A ce sujet, plusieurs commentateurs, dans une presse sportive française dont l’endogamie avec les athlètes qu’elle couvre ne connaît pas de limites1, plaidèrent l’erreur de communication pour défendre les deux joueurs. Mais il ne peut s’agir d’une telle bévue étant donné que cette vidéo était d’ordre privé et destinée à le rester. Plutôt qu’un écart avec des éléments de langage, c’est donc la vraie nature des intéressés qu’elle révèle et c’est bien plus grave. En outre, souligner l’origine privée de cette vidéo, comme Dembélé le fit dans son message d’excuse, revient à dire : “Dans ma vie publique, je joue un rôle pour que vous m’aimiez et que mes sponsors me paient. Laissez-moi être raciste en cachette“.
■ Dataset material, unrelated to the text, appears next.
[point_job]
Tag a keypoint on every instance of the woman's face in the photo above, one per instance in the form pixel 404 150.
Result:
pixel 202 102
Certaines marques se positionnèrent également par rapport à la connotation raciste de la vidéo : Rakuten, grand groupe japonais et sponsor principal du FC Barcelone, s’indigna publiquement et l’éditeur de jeux japonais Konami rompit son partenariat avec Griezmann.

Ousmane Dembélé et Antoine Griezmann – (CC) FFF TV

Le paradoxe de cette polarisation générale sur le lamentable racisme de la conduite de Dembélé et Griezmann est qu’elle atténue la gravité de celle-ci.

En n’évoquant que cet aspect, les observateurs et les dirigeants et sponsors du FC Barcelone ignorent que les agissements des deux joueurs auraient été détestables même si les salariés de l’hôtel avaient appartenu à la même communauté ethnique qu’eux : le fait de se moquer de modestes employés en leur présence et dans une langue qu’ils ne comprennent pas aurait dû suffire à la condamnation, sur le plan moral, des deux joueurs. Doit-on par exemple comprendre que ce comportement correspond aux valeurs des sponsors non-japonais qui n’ont pas réagi ?

En focalisant ce misérable épisode sur le racisme qu’il représente, on occulte sa dimension ontique. Or elle devrait subsumer celle relevant de la discrimination ethnique. Ainsi l’essentialisation communautaire agit-elle contre l’unité qu’elle est censée promouvoir.

Dans son plaidoyer, Antoine Griezmann fit implicitement référence à sa défense des Ouïghours, cette population musulmane du Xinjiang martyrisée par le gouvernement chinois : il avait mis un terme à son contrat avec Huawei à la fin de l’année dernière pour les soutenir. Mais l’Histoire nous a appris à nous méfier de ceux qui prétendent aimer l’humanité mais n’aiment pas les humains.

C’est pourquoi, en regardant la vidéo d’Ousmane Dembélé et Antoine Griezmann, je pensais aux célèbres mots d’Albert Camus :

Celui que j’insulte, je ne connais plus la couleur de son regard. […] Nous ne vivons plus dans un monde d’hommes mais dans un monde de silhouettes“.

1 Cette mansuétude, en l’occurrence coupable, concerne les seuls sportifs français. Naomi Osaka aurait par exemple certainement apprécié de bénéficier de la bienveillance des journalistes français lorsqu’elle manqua une conférence de presse à Roland Garros en raison de ses problèmes psychiques.